In recent years, State inefficiency in delivering some public goods to everybody has constituted the main argument set forth by those who sustain that markets should play a more active role in providing goods and services as human rights. In result, in many parts of the world, we have been witnessing extensive privatization of social security and water distribution, for example. This paper will argue that markets are not fully equipped to play the role of a supplier of goods and services as human rights, and more specifically of the right to social security and the right to water. The main reason for this is that markets and human rights have trouble in communicating, the latter speaking the rights language and the former the wants language. Within the wants language, capability to pay is the key question whereas within the rights language, entitlement is. If in the first case exclusion and inequality are acceptable in the second case the only acceptable situation is the one characterized by inclusion and equality.

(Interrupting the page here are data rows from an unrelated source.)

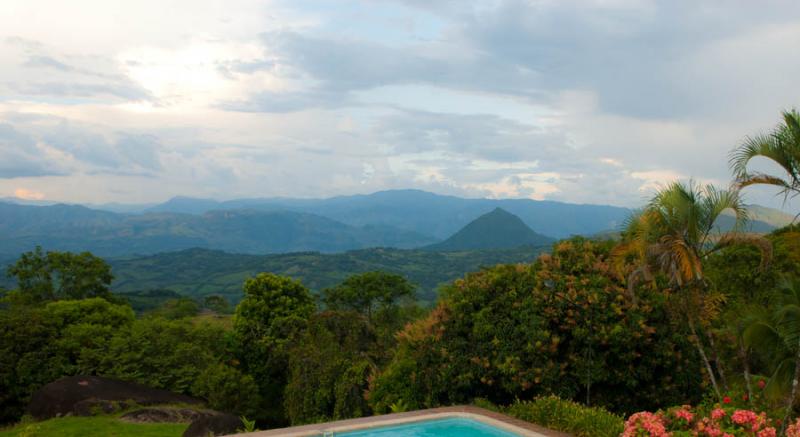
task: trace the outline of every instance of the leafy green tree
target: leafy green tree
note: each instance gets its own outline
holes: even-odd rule
[[[160,307],[153,310],[150,314],[165,319],[177,320],[186,317],[194,317],[200,312],[200,305],[189,297],[169,299]]]
[[[98,373],[189,394],[203,370],[226,352],[219,326],[146,317],[114,336]]]
[[[218,363],[208,366],[197,377],[192,394],[208,401],[208,406],[237,416],[258,417],[261,396],[252,376]]]
[[[244,283],[244,298],[233,316],[233,333],[246,372],[259,384],[266,421],[284,420],[288,348],[314,310],[311,293],[293,279],[260,273]]]
[[[404,277],[386,272],[353,275],[322,291],[322,301],[332,310],[356,311],[372,320],[374,313],[413,298],[414,286]]]
[[[291,423],[369,414],[364,392],[375,344],[374,331],[358,313],[314,315],[289,354],[284,405]]]
[[[30,302],[59,299],[109,298],[111,267],[89,252],[47,252],[36,247],[10,266],[18,293]]]
[[[735,214],[736,225],[731,232],[722,232],[717,227],[725,211]],[[619,266],[633,261],[633,268],[628,269],[630,287],[641,279],[654,282],[656,275],[662,274],[669,286],[678,292],[678,313],[687,321],[691,338],[719,398],[719,384],[700,330],[705,328],[709,342],[713,342],[708,328],[719,314],[724,298],[708,286],[703,263],[711,254],[734,243],[751,243],[761,249],[763,259],[768,260],[772,247],[767,240],[737,232],[746,220],[747,211],[738,191],[675,182],[656,193],[644,210],[631,219],[622,243],[614,251]],[[635,302],[635,294],[631,296]],[[711,346],[713,352],[713,344]],[[719,367],[719,360],[715,362]],[[719,375],[724,377],[722,371]]]
[[[0,423],[18,419],[31,394],[66,375],[97,374],[130,307],[92,298],[0,311]]]
[[[212,294],[203,299],[203,307],[214,311],[217,314],[229,314],[231,312],[231,305],[224,297]]]
[[[427,408],[555,394],[618,412],[696,401],[696,357],[664,296],[627,296],[611,243],[575,238],[534,265],[499,265],[442,290],[400,334],[369,404]]]
[[[782,176],[748,169],[754,158],[765,158],[777,164],[785,173]],[[782,123],[771,132],[748,137],[731,152],[730,165],[741,187],[772,185],[785,196],[800,194],[800,113],[784,111]]]

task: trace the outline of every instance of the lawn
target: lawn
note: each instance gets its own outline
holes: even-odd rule
[[[0,437],[170,437],[186,423],[129,423],[115,417],[59,417],[0,430]]]

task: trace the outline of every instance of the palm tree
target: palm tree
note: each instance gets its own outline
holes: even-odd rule
[[[748,164],[756,157],[773,161],[786,174],[774,176],[750,172]],[[730,165],[739,187],[766,184],[781,188],[785,197],[800,194],[800,113],[797,110],[784,111],[783,123],[771,132],[747,137],[731,152]]]
[[[717,226],[725,211],[732,211],[735,218],[734,228],[727,232]],[[671,289],[677,292],[680,312],[686,317],[692,342],[718,397],[719,386],[698,327],[706,327],[716,316],[723,297],[707,284],[703,261],[723,247],[738,242],[756,244],[762,250],[763,260],[768,260],[771,245],[767,240],[739,232],[746,221],[747,210],[738,190],[674,182],[656,193],[650,203],[631,218],[622,243],[613,253],[620,271],[633,261],[628,273],[628,289],[634,299],[635,284],[642,279],[652,282],[656,274],[664,275]],[[711,337],[709,340],[713,341]],[[719,361],[715,362],[719,370]]]
[[[751,308],[744,318],[744,342],[766,358],[771,373],[767,393],[786,394],[784,426],[800,386],[800,280],[784,279],[773,308]]]

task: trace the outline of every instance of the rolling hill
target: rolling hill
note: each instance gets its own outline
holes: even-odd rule
[[[514,214],[495,208],[468,223],[450,238],[427,246],[428,250],[456,251],[510,249],[519,246],[551,244],[550,237],[537,234]]]
[[[420,299],[432,302],[441,284],[467,272],[495,264],[531,262],[549,249],[549,246],[523,246],[504,250],[434,252],[376,248],[337,254],[303,252],[279,255],[189,249],[108,261],[115,276],[112,288],[121,293],[169,289],[195,297],[221,294],[231,302],[238,302],[244,280],[259,272],[291,276],[319,291],[352,274],[382,270],[405,276],[418,285]]]

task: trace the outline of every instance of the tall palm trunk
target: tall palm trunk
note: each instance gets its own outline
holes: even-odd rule
[[[692,331],[692,343],[694,343],[694,347],[697,348],[697,353],[700,354],[700,358],[703,360],[703,364],[706,367],[706,373],[708,373],[708,379],[711,381],[711,386],[714,388],[714,393],[717,395],[717,398],[722,401],[722,394],[719,391],[717,377],[714,376],[714,370],[711,368],[711,363],[708,361],[705,348],[703,347],[703,343],[700,341],[700,336],[697,335],[697,330],[694,327],[694,321],[692,320],[691,316],[689,316],[689,329]]]
[[[797,353],[794,359],[794,379],[792,379],[792,393],[789,395],[789,400],[786,402],[786,413],[783,415],[783,423],[781,423],[781,435],[786,431],[786,425],[789,422],[789,416],[794,409],[794,401],[797,398],[797,386],[800,384],[800,340],[797,342]]]
[[[739,346],[739,359],[742,360],[742,367],[744,368],[744,383],[747,386],[747,400],[750,406],[753,406],[753,383],[750,381],[750,360],[747,357],[747,351],[744,349],[742,339],[737,340]]]
[[[714,360],[714,366],[716,366],[717,373],[719,373],[719,381],[722,383],[722,388],[728,391],[728,380],[725,378],[725,369],[722,368],[722,361],[720,361],[719,353],[717,353],[717,345],[714,342],[714,336],[711,332],[706,332],[706,337],[708,337],[708,344],[711,345],[711,359]]]

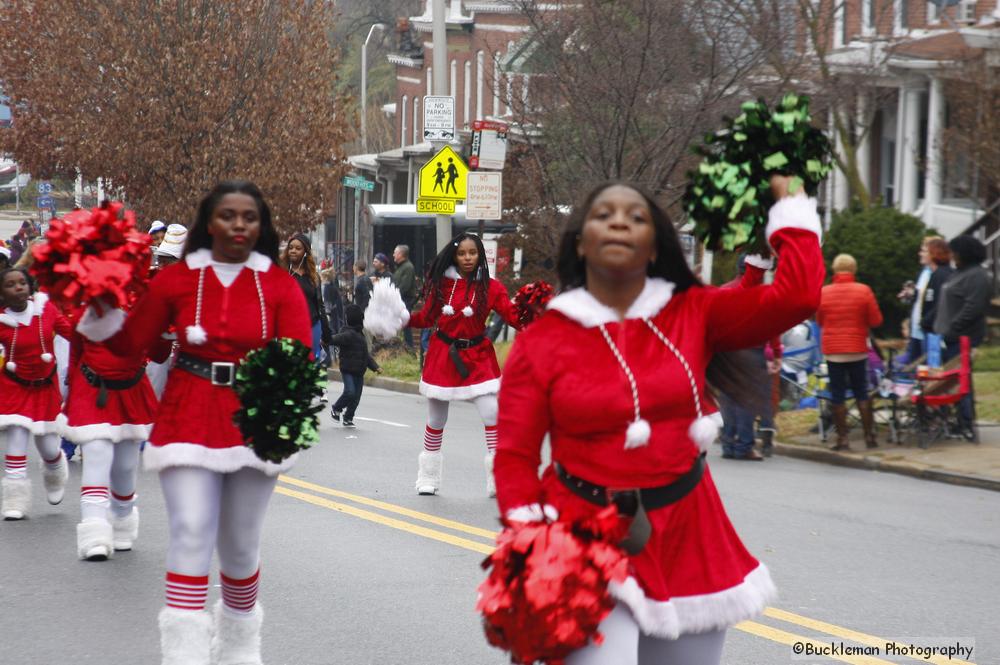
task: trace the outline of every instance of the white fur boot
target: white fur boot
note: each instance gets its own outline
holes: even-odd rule
[[[45,483],[45,494],[53,506],[62,503],[66,494],[66,480],[69,478],[69,464],[66,463],[66,453],[59,451],[59,466],[50,469],[42,464],[42,482]]]
[[[432,453],[423,450],[417,458],[417,463],[417,494],[437,494],[441,489],[443,455],[440,451]]]
[[[205,610],[160,610],[161,665],[211,665],[212,615]]]
[[[31,507],[31,481],[27,478],[3,479],[3,518],[23,520]]]
[[[260,626],[264,611],[260,603],[246,615],[228,611],[216,601],[215,634],[212,636],[212,665],[262,665]]]
[[[76,553],[86,561],[106,561],[114,553],[111,522],[89,517],[76,525]]]
[[[486,496],[491,499],[497,495],[497,482],[493,479],[493,458],[495,456],[495,453],[486,453],[486,459],[483,460],[486,464]]]
[[[132,512],[126,517],[112,518],[111,526],[114,529],[115,551],[128,552],[139,537],[139,509],[132,506]]]

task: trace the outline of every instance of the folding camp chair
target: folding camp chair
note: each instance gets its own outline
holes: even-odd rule
[[[972,345],[968,337],[959,340],[959,355],[939,372],[916,376],[917,390],[910,397],[916,407],[917,443],[927,448],[942,438],[965,438],[979,443],[975,399],[972,389]],[[972,401],[971,422],[963,423],[959,402]]]

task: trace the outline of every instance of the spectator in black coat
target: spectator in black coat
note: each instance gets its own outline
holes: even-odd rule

In other words goods and services can be unequally distributed, rights cannot. This means that liberal economics is intrinsically conflicting with human rights promotion. Secondly a provider of goods and services as human rights must be a democratically accountable institution, whereas markets are anonymous, and therefore, unaccountable by definition. Finally, markets are also inefficient in providing goods and services as human rights, either because human rights “markets” are not competitive or because market incentives for private provision of human rights are notoriously weak. Markets have always been unable to provide unemployment insurance, for example, and have shown an evident inability to bring water to everyone, namely in Latin America. In conclusion a human-rights-based political economy rather than the withdrawal of the State from the economy, demands the strengthening of the role of the State and of the democratic control of the market in contrast with the neo-liberal recipes.